Humanising digital education
It's all about digital learning these days but AnnaKate reminiscences about wearing her pinafore and getting away with sleeping in class.
The future called and it wants its digital education back. While the race to produce a Covid-19 vaccine was still ongoing, digital education saw days of future past. Schools without borders are now equivalent to a classroom in my bedroom.
Innovative use of technology aiding any type of teaching and learning is the essence of digital education. This year, not only are teachers using technology to help students understand better, they are depending on technology as the only medium to continue teaching during this extraordinary time.
(Sorry kids, not even a pandemic can stop education.)
Virtual classrooms, in the short run, seems like the logical next step. A virtual classroom acts as a countermeasure against lost syllabus time while the world slowly resumes functioning with the second wave of COVID-19 ever threatening.
In a digital classroom, where technology has revolutionised the learning experience, students are empowered with the autonomy to learn at will, independently, and flexibly. Moreover, digital education is second nature to digital natives, those born and raised in a digitally cultured world.
Not to mention, migrating classrooms online is a lot easier than building a school in a bubble.

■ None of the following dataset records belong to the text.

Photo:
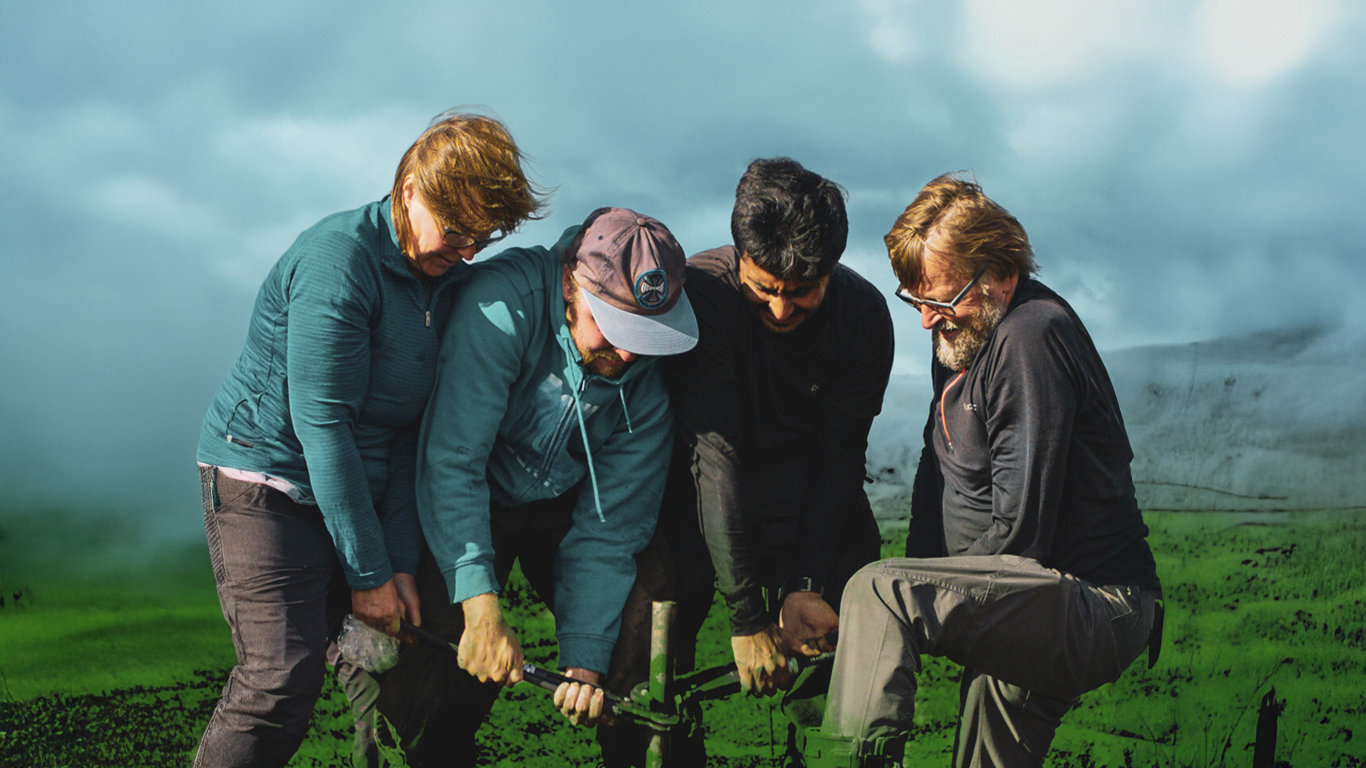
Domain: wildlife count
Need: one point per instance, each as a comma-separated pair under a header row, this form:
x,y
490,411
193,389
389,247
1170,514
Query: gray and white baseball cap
x,y
630,271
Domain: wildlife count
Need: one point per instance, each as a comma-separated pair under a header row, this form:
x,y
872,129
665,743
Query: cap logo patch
x,y
652,289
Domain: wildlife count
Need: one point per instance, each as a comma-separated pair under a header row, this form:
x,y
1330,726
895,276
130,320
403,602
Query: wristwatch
x,y
798,584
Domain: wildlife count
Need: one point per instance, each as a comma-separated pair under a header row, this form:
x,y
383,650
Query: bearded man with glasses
x,y
1027,559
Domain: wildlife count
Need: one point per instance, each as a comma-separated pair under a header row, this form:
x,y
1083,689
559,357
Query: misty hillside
x,y
1265,421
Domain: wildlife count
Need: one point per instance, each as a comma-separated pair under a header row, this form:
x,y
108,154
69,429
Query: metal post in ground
x,y
661,677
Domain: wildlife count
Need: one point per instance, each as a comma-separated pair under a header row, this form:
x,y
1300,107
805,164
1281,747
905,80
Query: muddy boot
x,y
827,750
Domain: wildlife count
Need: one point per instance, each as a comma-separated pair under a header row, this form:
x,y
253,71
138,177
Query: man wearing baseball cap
x,y
545,440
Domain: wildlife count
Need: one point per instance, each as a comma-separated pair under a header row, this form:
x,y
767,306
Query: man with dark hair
x,y
545,440
1027,559
773,407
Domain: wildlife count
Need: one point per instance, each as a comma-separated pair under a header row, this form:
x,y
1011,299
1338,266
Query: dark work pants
x,y
775,495
283,593
775,498
436,708
1032,640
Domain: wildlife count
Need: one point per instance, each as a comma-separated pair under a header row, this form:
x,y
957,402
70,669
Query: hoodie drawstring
x,y
583,431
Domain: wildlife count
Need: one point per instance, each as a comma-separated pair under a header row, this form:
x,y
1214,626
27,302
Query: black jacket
x,y
777,420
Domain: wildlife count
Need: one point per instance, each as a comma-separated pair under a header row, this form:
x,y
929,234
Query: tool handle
x,y
428,637
551,681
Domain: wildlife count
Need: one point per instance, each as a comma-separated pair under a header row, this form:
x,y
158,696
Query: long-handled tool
x,y
663,704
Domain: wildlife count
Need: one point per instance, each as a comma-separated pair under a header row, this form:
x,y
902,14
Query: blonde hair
x,y
952,217
467,171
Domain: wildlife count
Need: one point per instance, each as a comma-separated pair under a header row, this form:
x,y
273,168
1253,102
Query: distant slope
x,y
1250,422
1262,421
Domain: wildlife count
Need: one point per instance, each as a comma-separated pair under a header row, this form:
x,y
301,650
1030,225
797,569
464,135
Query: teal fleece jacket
x,y
329,388
515,418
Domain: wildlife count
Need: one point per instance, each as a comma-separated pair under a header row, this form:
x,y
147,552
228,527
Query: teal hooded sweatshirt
x,y
515,418
328,391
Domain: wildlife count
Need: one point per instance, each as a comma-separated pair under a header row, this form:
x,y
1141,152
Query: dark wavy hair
x,y
788,220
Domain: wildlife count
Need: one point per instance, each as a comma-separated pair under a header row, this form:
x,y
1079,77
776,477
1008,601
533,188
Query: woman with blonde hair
x,y
308,451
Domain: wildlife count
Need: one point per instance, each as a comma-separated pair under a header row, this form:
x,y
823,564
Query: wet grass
x,y
123,670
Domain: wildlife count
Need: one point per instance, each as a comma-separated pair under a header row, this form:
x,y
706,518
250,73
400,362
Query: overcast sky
x,y
1185,170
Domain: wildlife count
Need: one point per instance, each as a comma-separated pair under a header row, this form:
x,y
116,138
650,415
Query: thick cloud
x,y
1186,171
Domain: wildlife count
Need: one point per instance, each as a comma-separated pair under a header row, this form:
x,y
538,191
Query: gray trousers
x,y
1032,640
435,708
283,593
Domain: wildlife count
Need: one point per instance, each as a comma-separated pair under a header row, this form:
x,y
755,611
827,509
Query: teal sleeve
x,y
596,562
332,297
478,364
399,507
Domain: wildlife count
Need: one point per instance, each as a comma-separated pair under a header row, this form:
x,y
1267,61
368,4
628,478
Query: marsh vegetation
x,y
123,668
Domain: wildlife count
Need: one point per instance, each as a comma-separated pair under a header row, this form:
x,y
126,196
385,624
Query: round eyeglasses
x,y
944,308
456,241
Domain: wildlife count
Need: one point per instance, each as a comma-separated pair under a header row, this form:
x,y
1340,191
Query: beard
x,y
973,334
605,364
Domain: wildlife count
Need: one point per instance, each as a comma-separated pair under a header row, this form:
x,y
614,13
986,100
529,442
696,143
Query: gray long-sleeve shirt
x,y
1026,453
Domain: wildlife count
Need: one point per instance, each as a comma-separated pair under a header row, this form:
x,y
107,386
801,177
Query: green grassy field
x,y
100,668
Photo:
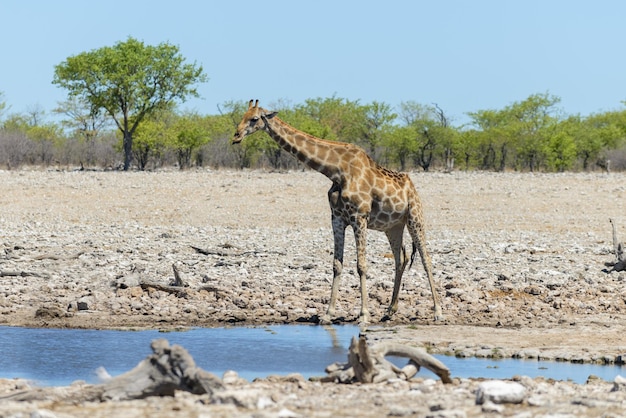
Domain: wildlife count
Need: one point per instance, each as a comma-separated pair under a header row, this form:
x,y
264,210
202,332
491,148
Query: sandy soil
x,y
518,259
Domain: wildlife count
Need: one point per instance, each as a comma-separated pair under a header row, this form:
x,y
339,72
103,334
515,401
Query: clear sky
x,y
464,55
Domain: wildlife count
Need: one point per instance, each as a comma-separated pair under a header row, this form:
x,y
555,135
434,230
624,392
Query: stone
x,y
499,391
619,384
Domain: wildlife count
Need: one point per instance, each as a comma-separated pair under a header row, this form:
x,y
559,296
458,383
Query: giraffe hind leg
x,y
418,235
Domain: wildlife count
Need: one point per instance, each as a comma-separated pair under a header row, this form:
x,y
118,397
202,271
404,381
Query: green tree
x,y
190,135
532,121
129,81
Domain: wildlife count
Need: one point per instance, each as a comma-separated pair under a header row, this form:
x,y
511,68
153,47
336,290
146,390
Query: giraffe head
x,y
253,120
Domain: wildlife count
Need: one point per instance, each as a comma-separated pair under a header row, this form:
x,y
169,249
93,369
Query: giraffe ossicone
x,y
363,195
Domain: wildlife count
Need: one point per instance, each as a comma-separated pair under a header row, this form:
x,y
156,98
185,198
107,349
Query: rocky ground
x,y
518,259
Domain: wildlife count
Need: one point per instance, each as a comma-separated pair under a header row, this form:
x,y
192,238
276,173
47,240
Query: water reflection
x,y
60,356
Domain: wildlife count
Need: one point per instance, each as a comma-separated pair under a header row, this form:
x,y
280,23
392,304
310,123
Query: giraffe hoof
x,y
439,315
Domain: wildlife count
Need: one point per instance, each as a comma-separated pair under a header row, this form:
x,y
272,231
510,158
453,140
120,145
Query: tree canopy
x,y
130,81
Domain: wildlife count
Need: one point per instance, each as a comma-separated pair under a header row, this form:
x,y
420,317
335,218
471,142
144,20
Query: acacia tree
x,y
129,81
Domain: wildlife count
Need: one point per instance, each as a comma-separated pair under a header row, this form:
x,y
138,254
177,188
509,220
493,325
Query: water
x,y
60,356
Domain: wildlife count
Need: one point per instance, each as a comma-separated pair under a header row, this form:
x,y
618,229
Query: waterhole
x,y
61,356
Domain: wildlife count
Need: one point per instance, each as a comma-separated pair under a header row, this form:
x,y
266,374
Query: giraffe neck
x,y
318,154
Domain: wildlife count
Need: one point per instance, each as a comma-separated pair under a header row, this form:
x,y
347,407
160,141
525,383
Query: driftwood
x,y
178,280
368,364
222,253
618,249
14,273
181,292
162,373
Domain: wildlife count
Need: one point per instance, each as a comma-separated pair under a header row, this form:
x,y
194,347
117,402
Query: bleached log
x,y
618,250
162,373
368,364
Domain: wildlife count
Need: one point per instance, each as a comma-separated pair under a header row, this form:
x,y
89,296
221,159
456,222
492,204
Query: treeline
x,y
529,135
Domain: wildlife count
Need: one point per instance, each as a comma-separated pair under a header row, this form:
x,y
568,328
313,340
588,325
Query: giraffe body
x,y
363,195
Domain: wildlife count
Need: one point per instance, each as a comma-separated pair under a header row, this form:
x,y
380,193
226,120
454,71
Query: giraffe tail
x,y
413,253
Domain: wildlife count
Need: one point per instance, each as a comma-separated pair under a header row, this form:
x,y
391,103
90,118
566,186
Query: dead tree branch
x,y
368,365
160,374
618,250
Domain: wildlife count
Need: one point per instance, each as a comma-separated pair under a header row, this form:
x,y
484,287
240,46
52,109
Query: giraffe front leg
x,y
395,238
360,235
339,233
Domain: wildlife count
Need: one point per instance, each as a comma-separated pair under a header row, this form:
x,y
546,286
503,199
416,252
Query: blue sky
x,y
462,55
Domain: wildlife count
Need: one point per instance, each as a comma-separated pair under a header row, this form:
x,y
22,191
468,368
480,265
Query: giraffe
x,y
363,195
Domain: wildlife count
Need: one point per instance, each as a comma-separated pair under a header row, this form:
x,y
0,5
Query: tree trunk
x,y
128,150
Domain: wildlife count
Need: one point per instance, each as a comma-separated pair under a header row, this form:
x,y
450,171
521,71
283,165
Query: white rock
x,y
498,391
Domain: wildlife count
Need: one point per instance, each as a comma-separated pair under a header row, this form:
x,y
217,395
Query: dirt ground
x,y
518,261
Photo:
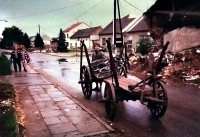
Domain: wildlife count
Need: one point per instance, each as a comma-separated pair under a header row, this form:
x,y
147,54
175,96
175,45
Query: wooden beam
x,y
177,12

While all these sound good, given the unprecedented circumstance, a little je ne sais quoi is missing, no?
Humour me if you will, before we find out what’s missing.
If I were to recall some of the earliest memories of my school days, I would reminisce about group activities where we rearranged our wobbly wooden desks to form a big rectangle, huddled in for brainstorming. The teacher would visit our “camp” with our mahjong paper spread on top untuk sesi pembentangan. (Definitely giving away my age here)
There were also my zapin days, being one of the two first Chinese dancers to grace the school stages in our baju kurung and samping with a sanggul to complete our attire. It wasn’t only the performer’s pride that I remember, it was also the countless practices we had together for school performances and competitions.
Funny how I don’t recall standardised examinations and the unceasing need for assessments (not that I’m ashamed of my results) and homework, which are so-called the “cornerstones of education” for the longest of time.
I noticed my memories were “human stories”. There was certainly learning involved, but they were predominantly the connections cultivated between teachers and students during the many exchanges of ideas; a “whole” experience of education.
Education to me is more than just the transfer of knowledge. In a broader sense, it encompasses self- and interactive learning between teachers and students which creates an interconnectedness with and awareness of others. It is an approach to education that puts the human experience at the forefront; essentially focusing on the fact that all students are, first and foremost, human beings.
Picture this: A teacher noticed her students are dozing off in class today, after having a lively sports day yesterday. It seemed like there was a need to change her delivery method.
Instead of jamming the fast-paced one-way teaching track onto her students, she quickly converted the classroom into a rapid-fire group contest. Pumping adrenaline by triggering their competitiveness is a way to invigorate her tired students; making them more alert and receptive to the subject at hand.
A win-win situation I’d say.
As educators such as Abraham Maslow, Carl Rogers, Erich Fromm, and Malcolm Knowles put it, this approach emphasises freedom and autonomy, trust, active cooperation and participation, and self-directed learning. They call it humanistic education.
I too remember being motivated and given leeway to learn at my own pace. A teacher of mine would let me sleep in Literature (after-school classes on Fridays so spare me) and would only shake his head with a smile on his face, amused, as I exited the classroom every time when the class ended.
However, he would always check in with me on the subject the week after. He was never one to scold and punish, but always encouraging and open to different views and values from his students. It wasn’t easy for him teaching hormonal teenagers, I bet, but it was for me a liberating experience learning from him; setting incomparable standards to any teacher that follows.
Philosopher Daisaku Ikeda describes that it is the simple power of the interpersonal interactions through which the ideals of humanistic education are given form. Even a lone ranger like me agrees with this. It is as vital for teachers to sincerely encourage students as it is for students to forge genuine connections with teachers and fellow students whilst learning.
While digital intervention in education should not be deterred, it would be a good start for education to be reinvented with a humanistic approach in line with the use of technology.
It doesn’t have to be now, given the pandemic, but ironically it is now at this watershed moment that I believe is time for education to be given a good rethink on its approaches.